Bununla birlikte, 29. 11. 2017 tarihli 9462 sayılı Türkiye Ticaret Sicili Gazetesinde Şirket’in 20.11.2017 Karar Tarihli- Karar No:22 ve … ve …’in katıldığı toplantıda; Şirket ortakları aşağıdaki hususu karar altına almışlardır.

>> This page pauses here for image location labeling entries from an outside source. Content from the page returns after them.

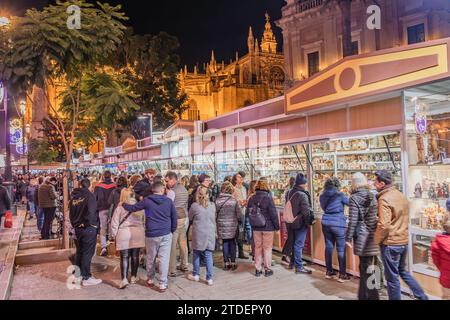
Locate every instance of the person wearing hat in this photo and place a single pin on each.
(392, 234)
(5, 201)
(301, 205)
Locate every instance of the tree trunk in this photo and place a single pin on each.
(345, 6)
(66, 241)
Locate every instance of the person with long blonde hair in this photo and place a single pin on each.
(202, 216)
(129, 232)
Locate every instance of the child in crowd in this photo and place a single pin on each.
(440, 251)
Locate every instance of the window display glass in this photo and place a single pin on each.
(427, 117)
(342, 158)
(278, 164)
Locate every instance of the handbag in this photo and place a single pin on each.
(361, 235)
(256, 218)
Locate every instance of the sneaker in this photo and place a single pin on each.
(194, 278)
(268, 273)
(91, 282)
(344, 278)
(134, 280)
(162, 288)
(285, 261)
(303, 270)
(124, 284)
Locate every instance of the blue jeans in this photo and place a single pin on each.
(229, 250)
(40, 217)
(334, 236)
(208, 258)
(299, 243)
(394, 260)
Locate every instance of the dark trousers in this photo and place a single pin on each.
(367, 282)
(86, 240)
(289, 244)
(49, 216)
(334, 236)
(229, 250)
(125, 256)
(394, 260)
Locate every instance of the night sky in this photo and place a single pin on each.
(200, 25)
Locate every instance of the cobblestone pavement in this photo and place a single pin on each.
(48, 282)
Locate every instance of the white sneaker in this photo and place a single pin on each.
(193, 278)
(91, 282)
(124, 284)
(134, 280)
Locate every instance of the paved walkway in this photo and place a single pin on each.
(9, 241)
(48, 282)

“Şirket sermayesinin 100.000,00 TL’den 3.000.000,00 TL’ye çıkarılmasına ve şirket ana sözleşmesinin sermaye maddesinin aşağıdaki şekilde tadil edilmesine ve işbu kararın ticaret sicil müdürlüğüne bildirilmesine karar verilmiştir. Oy Birliği ile.”
Sermaye Madde 6
Şirketin sermayesi her biri 30.000,00 TL değerinde 100 paya ayrılmış 3.000.000,00 TL’den ibarettir.
Bunun;
99 adet karşılığı 2.970.000,00 TL’si … 1 adet karşılığı 30.000,00 TL’si … tarafından muvazaadan ari olarak tamamen taahhüt edilmiştir. Eski sermayenin tamamı ödenmiştir. Bu defa artırılan sermayenin 2.400.000,00 TL’si ortak …’nın 31.12.2016 tarihli mizanda … hesapta gözüken alacağından karşılanmış kalan 500.000,00 TL’sini de nakden artırmıştır. Nakden artırılan sermayenin ¼’ü tadil tasarısının tescil tarihinden önce, kalanı ise en geç yirmi dört ay içinde ödenecektir.”
İşbu kararın altında Ortak … ve Ortak … vekaleten … …’ın imzalarının yer aldığı görülmektedir.

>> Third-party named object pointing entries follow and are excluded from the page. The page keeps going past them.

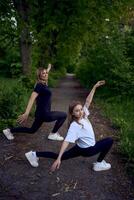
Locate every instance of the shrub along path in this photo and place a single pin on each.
(75, 179)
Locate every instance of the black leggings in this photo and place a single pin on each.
(57, 116)
(102, 147)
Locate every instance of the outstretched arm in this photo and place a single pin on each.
(91, 94)
(49, 67)
(22, 118)
(57, 162)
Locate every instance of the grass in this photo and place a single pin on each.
(121, 112)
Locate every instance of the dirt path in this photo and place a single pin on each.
(75, 180)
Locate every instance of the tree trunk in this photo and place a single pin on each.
(22, 8)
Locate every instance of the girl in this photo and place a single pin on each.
(81, 132)
(43, 113)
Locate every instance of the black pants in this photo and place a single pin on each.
(57, 116)
(102, 147)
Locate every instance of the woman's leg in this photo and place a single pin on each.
(103, 146)
(71, 153)
(57, 116)
(35, 126)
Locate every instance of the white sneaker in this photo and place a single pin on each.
(100, 166)
(55, 136)
(32, 158)
(8, 134)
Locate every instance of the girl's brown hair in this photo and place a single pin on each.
(71, 117)
(39, 71)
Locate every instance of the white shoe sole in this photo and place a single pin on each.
(9, 137)
(103, 169)
(31, 163)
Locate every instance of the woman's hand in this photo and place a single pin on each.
(22, 118)
(49, 67)
(56, 165)
(99, 83)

10.Söz konusu bilgiler ışığında; 20.11.2017 tarihli genel kurul kararlarının iptali koşullarının oluşup oluşmadığı açısından değerlendirme yapıldığında; genel kurul toplantısında muhalif oy verildiği belirtilmediği ve usulüne uygun şekilde muhalefet şerhi sunulmadığı ve her halde davanın hak düşürücü süre geçtikten sonra açıldığı göz önüne alındığında 20.11.2017 tarihli genel kurul kararlarının iptali koşullarının oluşmadığı sonuç ve kanaatine varılmıştır.
11.Somut uyuşmazlık hakkında değerlendirilmesi gereken bir diğer husus; alınan sermaye artırım kararının geçerli olup olmadığıdır.

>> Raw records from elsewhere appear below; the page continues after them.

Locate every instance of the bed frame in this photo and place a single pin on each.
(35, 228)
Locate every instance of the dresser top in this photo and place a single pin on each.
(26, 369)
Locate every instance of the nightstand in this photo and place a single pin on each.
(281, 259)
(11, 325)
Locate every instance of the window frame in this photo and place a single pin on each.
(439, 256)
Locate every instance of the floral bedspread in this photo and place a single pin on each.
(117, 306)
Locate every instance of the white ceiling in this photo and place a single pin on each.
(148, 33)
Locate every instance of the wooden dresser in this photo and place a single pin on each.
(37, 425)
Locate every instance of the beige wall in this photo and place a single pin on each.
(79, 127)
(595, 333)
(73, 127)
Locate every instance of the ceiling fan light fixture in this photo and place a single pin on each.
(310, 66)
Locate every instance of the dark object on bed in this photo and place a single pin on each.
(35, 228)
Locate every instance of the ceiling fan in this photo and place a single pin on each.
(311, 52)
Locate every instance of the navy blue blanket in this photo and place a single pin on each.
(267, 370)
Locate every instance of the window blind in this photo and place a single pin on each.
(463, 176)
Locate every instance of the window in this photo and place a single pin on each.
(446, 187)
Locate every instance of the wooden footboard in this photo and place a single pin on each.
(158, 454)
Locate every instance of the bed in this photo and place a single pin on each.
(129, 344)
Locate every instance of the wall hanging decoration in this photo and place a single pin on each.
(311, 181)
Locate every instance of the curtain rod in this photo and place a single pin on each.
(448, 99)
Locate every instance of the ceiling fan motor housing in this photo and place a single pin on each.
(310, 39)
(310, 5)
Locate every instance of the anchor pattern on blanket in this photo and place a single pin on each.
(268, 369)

12. TTK m. 590 hükmü uyarınca; “Şirketin kuruluşu hakkındaki hükümlere ve özellikle sermayenin ayın olarak konması ve bir işletme ile ayınların devralınmasına dair kurallara uymak şartıyla esas sermaye artırılabilir.”
TTK m. 591 hükmü uyarınca; (1) Şirket sözleşmesinde veya artırma kararında aksi öngörülmemişse, her ortak, esas sermaye payı oranında, esas sermayenin artırılmasına katılmak hakkını haizdir. (2) Genel kurulun sermaye artırımına ilişkin kararıyla, ortakların yeni payları almaya ilişkin rüçhan hakkı, ancak haklı sebeplerin varlığında ve 621 inci maddenin birinci fıkrasının (e) bendinde öngörülen nisapla sınırlandırılabilir veya kaldırılabilir. Özellikle, işletmelerin, işletme kısımlarının, iştiraklerin devralınmaları ve işçilerin şirkete katılmaları haklı sebep olarak kabul edilebilir. Rüçhan hakkının sınırlandırılması veya kaldırılması suretiyle hiç kimse haklı görülemeyecek şekilde yararlandırılamaz veya kayba uğratılamaz. (3) Rüçhan hakkının kullanılabilmesi için en az on beş gün süre verilir.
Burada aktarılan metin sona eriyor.